Yesterday we were at peace. To-day we are at war. Something has entered into every heart and into every home; a million tiny fingers are busy snapping a million bonds of union. Blow trumpets and beat drums how you please, you cannot chase away the silence which has entered into the hearts of men, or the foreboding that tells us the great curse has come again.

"It is not even that we must go," said Franzius, "but that we must go at once. We are not going; we are driven forth. My friend, we will meet again, when it is over."
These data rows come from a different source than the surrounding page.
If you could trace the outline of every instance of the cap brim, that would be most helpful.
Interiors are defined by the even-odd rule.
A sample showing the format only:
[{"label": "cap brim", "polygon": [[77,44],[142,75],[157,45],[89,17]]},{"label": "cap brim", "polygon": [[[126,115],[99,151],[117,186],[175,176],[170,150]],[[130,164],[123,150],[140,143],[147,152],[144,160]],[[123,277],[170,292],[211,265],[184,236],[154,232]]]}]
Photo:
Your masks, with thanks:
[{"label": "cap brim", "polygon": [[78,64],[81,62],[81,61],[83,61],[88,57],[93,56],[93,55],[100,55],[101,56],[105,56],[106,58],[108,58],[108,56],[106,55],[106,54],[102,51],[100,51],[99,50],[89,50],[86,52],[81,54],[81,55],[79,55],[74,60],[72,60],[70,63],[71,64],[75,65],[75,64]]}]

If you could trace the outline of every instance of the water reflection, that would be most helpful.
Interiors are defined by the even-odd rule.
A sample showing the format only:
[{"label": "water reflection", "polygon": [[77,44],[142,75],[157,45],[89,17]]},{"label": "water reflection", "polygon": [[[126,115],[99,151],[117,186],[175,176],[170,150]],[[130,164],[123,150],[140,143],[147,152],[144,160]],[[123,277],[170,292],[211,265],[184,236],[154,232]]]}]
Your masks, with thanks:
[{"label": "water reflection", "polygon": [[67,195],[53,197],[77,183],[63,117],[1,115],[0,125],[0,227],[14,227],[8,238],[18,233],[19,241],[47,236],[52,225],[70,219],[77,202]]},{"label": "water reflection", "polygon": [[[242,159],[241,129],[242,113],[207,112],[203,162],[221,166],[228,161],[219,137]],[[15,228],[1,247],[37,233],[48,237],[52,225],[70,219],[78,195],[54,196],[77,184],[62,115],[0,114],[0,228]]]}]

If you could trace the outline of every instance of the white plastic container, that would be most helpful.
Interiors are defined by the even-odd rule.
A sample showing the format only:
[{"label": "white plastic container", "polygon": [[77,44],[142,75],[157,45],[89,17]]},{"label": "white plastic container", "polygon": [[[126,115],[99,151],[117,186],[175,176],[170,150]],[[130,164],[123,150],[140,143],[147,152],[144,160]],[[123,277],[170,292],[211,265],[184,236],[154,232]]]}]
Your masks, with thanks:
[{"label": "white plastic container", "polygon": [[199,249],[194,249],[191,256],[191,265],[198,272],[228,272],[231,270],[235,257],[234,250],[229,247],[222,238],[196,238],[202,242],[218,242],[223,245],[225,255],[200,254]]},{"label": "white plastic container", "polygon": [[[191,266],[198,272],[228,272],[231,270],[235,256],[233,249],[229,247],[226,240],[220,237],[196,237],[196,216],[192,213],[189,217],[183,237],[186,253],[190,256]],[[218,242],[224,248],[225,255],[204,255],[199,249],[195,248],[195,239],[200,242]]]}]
"When it is over," I said mechanically.

They had received their passports, and they told me of their plans. Franzius was beyond the age of military service. They would go to Frankfort, where he had some relations. He had plenty of money with which to live quietly till "it was over" and the world could hear music again.

I ordered a carriage to the door, and accompanied them to the station, through streets packed and crowded as if by some fête.

The station was thronged, and the train for the frontier was on the point of starting when we arrived. I have never seen such a crowd before. Families and their belongings, small tradesmen, Germans who had been prospering yesterday and who to-day, ruined and hopeless, were being driven forth back to their own country to starve. The buffet had been stripped of food; and when I thought of the long journey before my friends and the chances of the road, my heart misgave me, till Eloise showed me a basket that had been packed for them by Madame Ancelot.

Just as the train was starting, I jostled against a vendor of oranges who still had a few unsold. I bought them and gave them to Eloise.

I could not help remembering the day we had gone down first to Evry, she and I, and the oranges I had bought for her in the Boulevard St. Michel. That day, in spring!

"Good-bye! Good-bye!"

Eloise had squeezed herself through the window beside Franzius; the train moved away; the people who were leaving said a last good-bye to the people they had left, to friends who had cared for them till war came as a separation, to brother Germans who were bound to depart by the next train. I never heard so mournful a sound as that when the great train drew away for its journey into for ever, leaving me alone on the platform.